第5話 選ばれし者

知広が予想した通りだった。


広央は就任式真っ最中に抜け出したあと、街エリアの人ごみの中に紛れこんでいた。

どこかに行く当てがあるわけでも計画があるわけでもない。しかし喫緊に迫った新総代の就任、という何あろうとも避けたい事態からは逃れられる。しばらく姿をくらます内に事がうやむやになって、重責から逃れられるのでは…とうっすら期待したのだ。


しかし広央も、そんなに都合よく行くわけがない事も分かっていた。

いったとして、“総代の息子”という事実からは決して逃れられない。


『皆が、とくにあのユキが見逃してくれるはずもない!きっと今頃逃亡に気づいて、こめかみに青筋立てて怒り狂ってるに違いない。のこのこ帰ったところで一回殺される…』

広央はそんな風につらつら考えながら、とぼとぼと歩いた。襷は折りたたんでポケットにしまい込み、例の紋付の黒羽織は捨てるには忍びなかったので、仕方なく腰に巻きつけて結んだ。



島は、特に街側エリアは軍に支配された本土とはまったく異なった空気が流れている。

言論も思想も自由な街。本土の圧制から逃れた流れ者が作ってきた街。そこかしこに新鮮な海風が通る。海に抱かれた土地ならではの大らかな空気がそこにあった。そして何より軍から自由になれる唯一の場所。
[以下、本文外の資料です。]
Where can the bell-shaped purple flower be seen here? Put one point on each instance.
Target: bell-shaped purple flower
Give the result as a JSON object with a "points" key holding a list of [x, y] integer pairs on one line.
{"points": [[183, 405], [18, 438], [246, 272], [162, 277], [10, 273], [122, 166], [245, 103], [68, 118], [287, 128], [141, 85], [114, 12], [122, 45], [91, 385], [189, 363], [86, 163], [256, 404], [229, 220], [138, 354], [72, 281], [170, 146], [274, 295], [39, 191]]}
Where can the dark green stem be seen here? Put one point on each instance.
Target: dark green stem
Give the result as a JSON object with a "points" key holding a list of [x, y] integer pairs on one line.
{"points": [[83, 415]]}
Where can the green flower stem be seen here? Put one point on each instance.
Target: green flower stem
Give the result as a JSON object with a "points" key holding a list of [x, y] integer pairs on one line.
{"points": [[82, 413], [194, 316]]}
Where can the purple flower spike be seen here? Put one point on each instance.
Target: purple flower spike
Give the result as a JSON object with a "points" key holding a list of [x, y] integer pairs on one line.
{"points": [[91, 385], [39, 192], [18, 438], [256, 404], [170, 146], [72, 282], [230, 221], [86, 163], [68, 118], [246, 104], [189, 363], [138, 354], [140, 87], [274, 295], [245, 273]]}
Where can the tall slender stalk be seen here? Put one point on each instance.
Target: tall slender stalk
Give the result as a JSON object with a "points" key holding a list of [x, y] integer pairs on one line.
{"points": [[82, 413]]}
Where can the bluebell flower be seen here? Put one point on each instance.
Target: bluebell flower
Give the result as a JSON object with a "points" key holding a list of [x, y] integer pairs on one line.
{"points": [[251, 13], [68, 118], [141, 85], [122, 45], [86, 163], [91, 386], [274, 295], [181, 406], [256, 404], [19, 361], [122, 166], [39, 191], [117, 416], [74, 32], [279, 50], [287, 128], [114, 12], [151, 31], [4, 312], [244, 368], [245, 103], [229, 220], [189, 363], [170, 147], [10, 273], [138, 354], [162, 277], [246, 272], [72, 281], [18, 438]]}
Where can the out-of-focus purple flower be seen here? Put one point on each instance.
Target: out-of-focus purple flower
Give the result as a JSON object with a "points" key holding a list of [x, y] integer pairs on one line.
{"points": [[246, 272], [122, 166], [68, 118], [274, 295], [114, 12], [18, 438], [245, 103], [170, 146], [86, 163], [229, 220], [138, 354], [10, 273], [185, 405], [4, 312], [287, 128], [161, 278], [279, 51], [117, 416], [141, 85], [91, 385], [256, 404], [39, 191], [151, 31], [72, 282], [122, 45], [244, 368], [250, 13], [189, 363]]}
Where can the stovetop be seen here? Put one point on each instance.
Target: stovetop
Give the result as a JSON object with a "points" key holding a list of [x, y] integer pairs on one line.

島の人口はざっと一万人ほど。本土からの観光客も常に行き来し、近年では海外からの旅行客も多い。

軍事政権に対する反抗のシンボルになっているこの島だが、なんとも皮肉なことに、この島の総代リーダーを決める方法は民主主義からは最も遠い世襲制なのだ。

もちろん異論反論がないわけではない。すべての人間が納得のいく形でリーダーを決めるべきであり、民主主義的公平な選挙で選ぶべきだ、という意見もある。

しかし島の人々は、結局のところ世襲制を支持してきた。


総代の地位は、はるか昔から総代の息子、そのまた息子と代々受け継がれてきた。いったいどれくらい昔から続いているのか、文献があまり残っていないこの島では口伝だけが頼りだ。

はるか昔から連綿と続くこの世襲の伝統は、ある特異な特徴がある。

それは…


総代の息子が代々αアルファ、“特別に優れているとされている種別”のアルファなのである。


それが最終的に、島の人々が世襲制を支持してきた理由だった。

選挙でつまらぬ人物が選ばれる危険よりは“アルファの雄”、すなわち“選ばれし優秀種別”が地位に就く安全をとったのである。



広央が街に抜け出たのは時計が正午を回ったころだった。

街は子供のころから遊び尽くしていて、自分の庭みたいなものだ。

地理も抜け道も、誰が何を生業として、どこに住んでいるかなども大体把握している。

街の雑踏の中で広央は考えた。とりあえずどこに行けばいいのか…ふと思いついたのは女医師のギンコ先生のところ。事情を話せば当面は匿ってくれるだろう…


そう思った矢先、不意に後ろから声を掛けられた。